Cratonisation is regarded as coincident with amalgamation and lithosphere thickening during collisional tectonics, leading to the birth of the cratonic entities we know today. These are, however, themselves rifted remnants of earlier plate configurations involving cratonic nuclei whose mode of formation conditioned their properties, hence stability and further evolution. Dating of inclusions in diamonds reveals that some thick cratonic roots existed well in advance of accretionary processes leading to craton amalgamation or reflected in the ages of eclogites residing in cratonic mantle. Major uncertainties relate to (1) whether these nuclei formed at ambient or excess mantle potential temperatures TP, i.e. in mid-ocean ridge or oceanic plateau settings and (2) whether the deep, garnet-bearing cratonic mantle, a portion of which extends into the diamond stability field (>150km), formed by plume subcretion or stacking of oceanic lithosphere. In order to extract constraints from published data sets that include samples modified by mantle metasomatism, olivine inclusions in diamonds are used as a guide to the pre-metasomatic composition of the cratonic subcontinental lithospheric mantle (SCLM).
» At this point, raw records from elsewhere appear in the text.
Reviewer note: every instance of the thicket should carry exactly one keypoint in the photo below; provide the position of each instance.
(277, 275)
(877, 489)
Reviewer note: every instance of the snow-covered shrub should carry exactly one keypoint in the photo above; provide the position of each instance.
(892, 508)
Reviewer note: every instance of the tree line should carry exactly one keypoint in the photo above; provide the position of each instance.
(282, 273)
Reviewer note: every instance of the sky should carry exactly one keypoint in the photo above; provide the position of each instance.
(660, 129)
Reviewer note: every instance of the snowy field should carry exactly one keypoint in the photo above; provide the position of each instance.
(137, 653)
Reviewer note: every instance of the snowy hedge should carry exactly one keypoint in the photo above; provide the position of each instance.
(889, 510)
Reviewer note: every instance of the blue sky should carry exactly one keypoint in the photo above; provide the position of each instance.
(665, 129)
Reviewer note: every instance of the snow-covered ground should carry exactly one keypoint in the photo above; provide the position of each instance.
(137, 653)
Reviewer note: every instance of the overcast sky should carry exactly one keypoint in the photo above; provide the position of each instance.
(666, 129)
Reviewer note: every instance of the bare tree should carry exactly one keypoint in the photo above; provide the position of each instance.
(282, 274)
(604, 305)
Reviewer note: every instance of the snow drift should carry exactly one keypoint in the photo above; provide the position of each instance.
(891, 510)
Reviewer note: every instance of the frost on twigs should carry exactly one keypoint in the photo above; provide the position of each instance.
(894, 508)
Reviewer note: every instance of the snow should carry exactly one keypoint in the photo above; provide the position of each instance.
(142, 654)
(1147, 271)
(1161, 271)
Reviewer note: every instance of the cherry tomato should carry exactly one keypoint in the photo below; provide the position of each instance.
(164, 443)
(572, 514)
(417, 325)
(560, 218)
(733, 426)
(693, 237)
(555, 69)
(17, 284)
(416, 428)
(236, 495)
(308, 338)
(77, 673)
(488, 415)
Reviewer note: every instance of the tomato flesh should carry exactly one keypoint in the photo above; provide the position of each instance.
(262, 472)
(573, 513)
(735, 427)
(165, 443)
The FeO–MgO relationships of the filtered data set show that many depleted cratonic SCLM sections nucleated by onset of partial melting at pressures>5GPa, possibly pointing to formation at excess TP typical of plumes, rather than at ambient TP in Archaean mid-ocean ridge settings. Cr2O3–Al2O3 relationships constrain pressures of equilibrium partial melt extraction. All cratonic depleted garnet peridotite suites have compositions consistent with formation at pressures≥3GPa and hence formed in situ and not by subduction of oceanic plates. Because most cratonic SCLM sections formed as high-pressure residues consisting of olivine and aluminous orthopyroxene, the absence of a garnet signature in residual peridotites that last equilibrated at pressures >3GPa is not proof for original partial melting in the spinel stability field. Cratonic crust may have formed by shallow plate interactions leading to generation of TTGs and greenstone belts. These crustal nuclei may have been subsequently penetrated and subcreted by plume-derived melts, and, after delamination of dense eclogite and komatiites, were trapped by buoyant plume residues. This ensured craton longevity and implies that cratonic crust and mantle are not entirely cogenetic.